Other observations on the article

  1. The understanding the sociotechnical nature of the retrofit delivery system is set out well.  Might the problem statement be strengthened further by returning to some of the core frameworks in STS – such as the multi-level perspective or the co-evolutionary systems?
  2. The participatory mapping methodology is very well described.
  3. I strongly support the need for methodological innovation in this area of research/practice, and we therefore need to explore how transferable are new methodologies.  In this case, I am keen to know how are the results obtained using this method validated?  On page 18 a short statement says that the workshop results were validated by two of the authors.  Is this rigorous enough to allow the research findings to be generalizable?  How was this validation undertaken? The advisory group are an expert group; their perspectives and their depth of knowledge are very important.  And yet, to achieve changes in behaviour, other perspectives need to be represented.  This challenge is acknowledged on p37 : “ Several rounds of review and refinement helped us to be confident in the validity of the maps from [the advisory group’s] perspective as stakeholders, although it is possible that the map would look different had different stakeholders been involved in each workshop .” I think this is worth further consideration and testing in future rounds of mapping.
  4. I also wondered if we needed a simple definition of the behaviours that would lead to decarbonising homes – and how these behaviours might differ for different actors.  The team has clearly mapped out these behaviours in some detail in Appendix B but they are not described in the body of the paper.  The list in Appendix B1 covers a huge variety of behaviours, with different loci and impacts.  Some categorisation of these, perhaps in terms of how they relate to the prototype system map, might be helpful?  By describing the technical tasks of retrofit, but not the range of behaviours needed, the balance between C, O and M in policy measures risk becoming something of a pick’n’mix menu for policymakers, rather than a coherent and consistent package …  p28 mentions the “desired behaviour change of owner occupiers and private landlords” but this could cover a variety of behaviours including funding retrofit, commissioning retrofit, using a building renovation passport etc.  On p38 then it seems that other organisational behaviours are also within scope.

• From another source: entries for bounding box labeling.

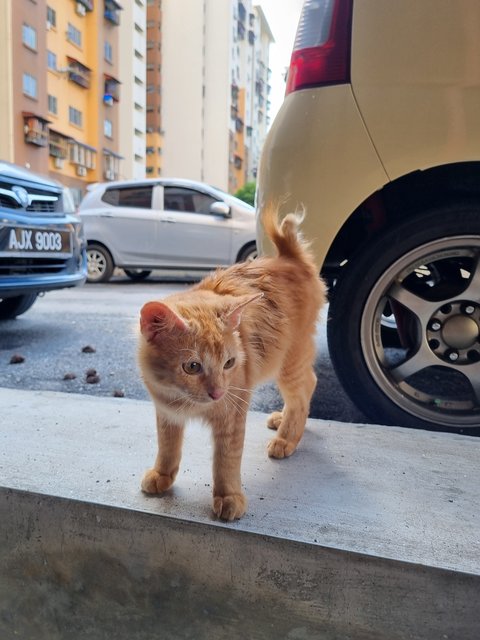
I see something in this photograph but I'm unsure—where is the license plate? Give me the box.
[0,227,72,258]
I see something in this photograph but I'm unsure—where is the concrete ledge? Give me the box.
[0,389,480,640]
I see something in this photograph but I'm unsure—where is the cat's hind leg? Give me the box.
[267,354,317,458]
[142,414,184,493]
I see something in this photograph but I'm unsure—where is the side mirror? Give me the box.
[210,202,232,218]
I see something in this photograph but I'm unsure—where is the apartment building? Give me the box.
[160,0,273,192]
[0,0,122,201]
[146,0,163,178]
[119,0,147,179]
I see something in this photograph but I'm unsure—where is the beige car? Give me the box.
[257,0,480,433]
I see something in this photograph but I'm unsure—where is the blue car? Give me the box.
[0,162,87,320]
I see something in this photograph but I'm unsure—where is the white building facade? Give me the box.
[119,0,147,179]
[161,0,273,193]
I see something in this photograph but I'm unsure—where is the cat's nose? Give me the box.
[208,389,225,400]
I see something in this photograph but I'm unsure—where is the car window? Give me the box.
[102,186,153,209]
[163,187,217,213]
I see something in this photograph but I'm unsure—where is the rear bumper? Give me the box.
[0,212,87,299]
[256,85,388,266]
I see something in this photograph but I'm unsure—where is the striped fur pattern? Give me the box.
[139,205,326,521]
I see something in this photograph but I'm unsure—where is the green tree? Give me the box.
[234,182,257,207]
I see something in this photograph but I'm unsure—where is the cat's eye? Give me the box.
[223,358,235,369]
[182,360,202,376]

  5. 10 headline recommendations are referred to on page 19, but 26 policy recommendations are identified in the results.  I understand that the 26 were generated by workshops which used the initial 10 headlines as stimulus.  Some critical discussion of the role of these headline recommendations would be valuable.  If a different mix of headline recommendations were used as the stimulus, how might this have changed the longer list generated through workshops?  I think that this might lead to some reflections on the completeness of the set of recommendations developed.

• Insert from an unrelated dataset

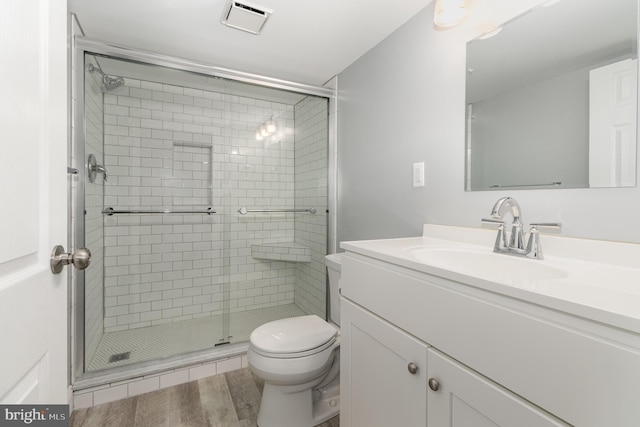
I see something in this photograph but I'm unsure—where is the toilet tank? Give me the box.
[325,254,342,326]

  6. I’m also intrigued to see that in both the headline recommendations and the complete list, some recommendations do not connect to C, O or M.  These are lobbying recommendations.  One what basis are they justified if there is not a connection to the desired behaviours?  Or is there a secondary connection that lobbying would create WG opportunities, that would then translate into owner occupier or landlord opportunities?

Thank you for the opportunity to review this innovative work.



Note:
This review refers to round 1 of peer review.